I am the worker sold to the machine.
I am the Negro, servant to you all.
I am the people, humble, hungry, mean–
Hungry yet today despite the dream.
Beaten yet today–O, Pioneers!
I am the man who never got ahead,
The poorest worker bartered through the years.
Yet I’m the one who dreamt our basic dream
In the Old World while still a serf of kings,
Who dreamt a dream so strong, so brave, so true,
That even yet its mighty daring sings
In every brick and stone, in every furrow turned
That’s made America the land it has become.

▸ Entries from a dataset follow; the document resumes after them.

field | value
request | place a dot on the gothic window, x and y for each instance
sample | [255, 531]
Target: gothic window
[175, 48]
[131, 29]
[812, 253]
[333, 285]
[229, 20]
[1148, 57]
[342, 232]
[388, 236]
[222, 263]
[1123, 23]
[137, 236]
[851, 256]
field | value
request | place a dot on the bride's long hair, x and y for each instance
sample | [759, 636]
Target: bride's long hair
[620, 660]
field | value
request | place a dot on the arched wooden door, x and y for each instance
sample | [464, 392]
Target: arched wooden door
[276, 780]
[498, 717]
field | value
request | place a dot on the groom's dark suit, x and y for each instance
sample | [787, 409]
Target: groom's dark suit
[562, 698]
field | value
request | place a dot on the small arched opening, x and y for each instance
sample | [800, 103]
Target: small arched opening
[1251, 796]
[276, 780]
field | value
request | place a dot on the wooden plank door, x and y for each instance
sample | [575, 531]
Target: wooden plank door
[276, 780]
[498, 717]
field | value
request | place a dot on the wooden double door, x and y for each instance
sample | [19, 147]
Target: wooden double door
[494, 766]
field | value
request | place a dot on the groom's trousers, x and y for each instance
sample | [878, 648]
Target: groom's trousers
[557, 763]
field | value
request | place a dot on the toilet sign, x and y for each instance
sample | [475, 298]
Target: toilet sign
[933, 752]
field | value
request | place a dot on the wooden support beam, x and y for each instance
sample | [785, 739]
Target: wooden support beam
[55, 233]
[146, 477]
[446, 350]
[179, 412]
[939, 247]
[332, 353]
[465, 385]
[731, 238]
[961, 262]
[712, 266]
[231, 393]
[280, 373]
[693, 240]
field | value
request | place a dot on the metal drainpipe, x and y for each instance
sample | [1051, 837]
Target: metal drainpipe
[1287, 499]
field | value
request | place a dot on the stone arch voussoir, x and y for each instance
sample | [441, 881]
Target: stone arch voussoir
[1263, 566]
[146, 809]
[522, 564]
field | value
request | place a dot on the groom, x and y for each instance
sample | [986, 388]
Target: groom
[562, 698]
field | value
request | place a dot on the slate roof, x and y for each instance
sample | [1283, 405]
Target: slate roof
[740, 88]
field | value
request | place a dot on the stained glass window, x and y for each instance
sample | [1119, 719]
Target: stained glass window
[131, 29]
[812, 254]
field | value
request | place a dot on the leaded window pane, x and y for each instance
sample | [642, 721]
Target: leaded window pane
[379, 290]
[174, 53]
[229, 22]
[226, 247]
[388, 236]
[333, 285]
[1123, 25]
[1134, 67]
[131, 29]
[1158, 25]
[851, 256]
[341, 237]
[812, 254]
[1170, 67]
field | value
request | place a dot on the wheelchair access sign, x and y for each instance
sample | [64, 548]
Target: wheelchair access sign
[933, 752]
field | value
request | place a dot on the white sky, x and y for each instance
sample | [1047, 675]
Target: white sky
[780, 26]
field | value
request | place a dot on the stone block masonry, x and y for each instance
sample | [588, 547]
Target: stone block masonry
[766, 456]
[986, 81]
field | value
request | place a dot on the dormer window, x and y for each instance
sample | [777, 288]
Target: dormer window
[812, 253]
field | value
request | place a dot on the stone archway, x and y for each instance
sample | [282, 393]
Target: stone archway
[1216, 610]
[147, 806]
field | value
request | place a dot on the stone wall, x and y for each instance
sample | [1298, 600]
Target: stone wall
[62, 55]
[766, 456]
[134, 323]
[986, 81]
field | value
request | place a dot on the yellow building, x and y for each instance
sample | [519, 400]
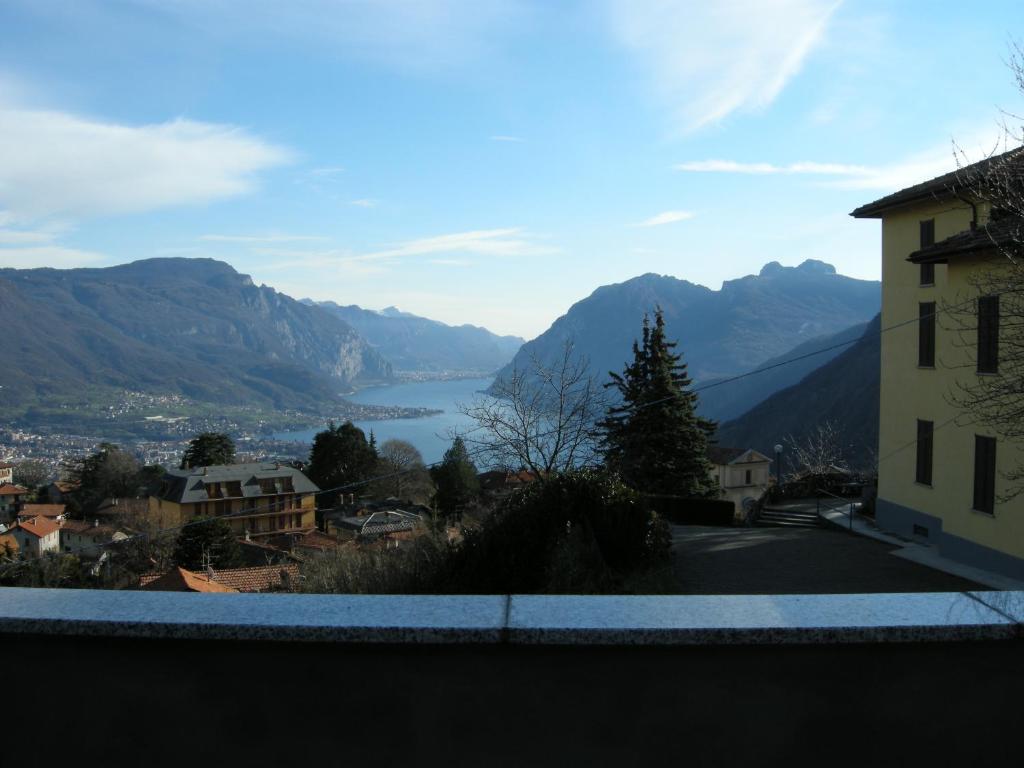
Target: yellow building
[257, 499]
[941, 475]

O, I’m the man who sailed those early seas
In search of what I meant to be my home–
For I’m the one who left dark Ireland’s shore,
And Poland’s plain, and England’s grassy lea,
And torn from Black Africa’s strand I came
To build a “homeland of the free.”
The free?
Who said the free? Not me?
Surely not me? The millions on relief today?
The millions shot down when we strike?
The millions who have nothing for our pay?
For all the dreams we’ve dreamed
And all the songs we’ve sung
And all the hopes we’ve held
And all the flags we’ve hung,
The millions who have nothing for our pay–
Except the dream that’s almost dead today.
O, let America be America again–
The land that never has been yet–
And yet must be–the land where every man is free.
The land that’s mine–the poor man’s, Indian’s, Negro’s, ME–
Who made America,
Whose sweat and blood, whose faith and pain,
Whose hand at the foundry, whose plow in the rain,
Must bring back our mighty dream again.
Sure, call me any ugly name you choose–
The steel of freedom does not stain.
From those who live like leeches on the people’s lives,
We must take back our land again,
America!
O, yes,
I say it plain,
America never was America to me,
And yet I swear this oath–
America will be!
Out of the rack and ruin of our gangster death,
The rape and rot of graft, and stealth, and lies,
We, the people, must redeem
The land, the mines, the plants, the rivers.
The mountains and the endless plain–
All, all the stretch of these great green states–
And make America again!
In this age of growing wealth disparity, words like these are derided as divisive class warfare, as sentiments that oppress and impede those who hold the possibilities of prosperity in reserve. The message seems to be that if we stop demanding it and cease to seek it, they will dispense it.
When in history has that ever happened before.
Unlike Herman Cain, I guess Hughes never quite made it off “the liberal plantation.” I guess he just wanted “someone else’s cadillac.”
Searing poem. Yesterday, I taught the St, Crispin’s day speech from Shakespeare’s Henry V. It is also framed to inspire a sense of shared national purpose and unity. This poem is every bit its aesthetic equal, with a better argument. Cain and Perry and all of the rest of them should read it. I suggest at next week’s Las Vegas gathering, they open by having the candidates read it out loud, alternating stanzas in a circle.
Then the should answer a question about whether they support the poem’s message, whether or not they thing it is still relevant, and if not then they should explain why the oppose it.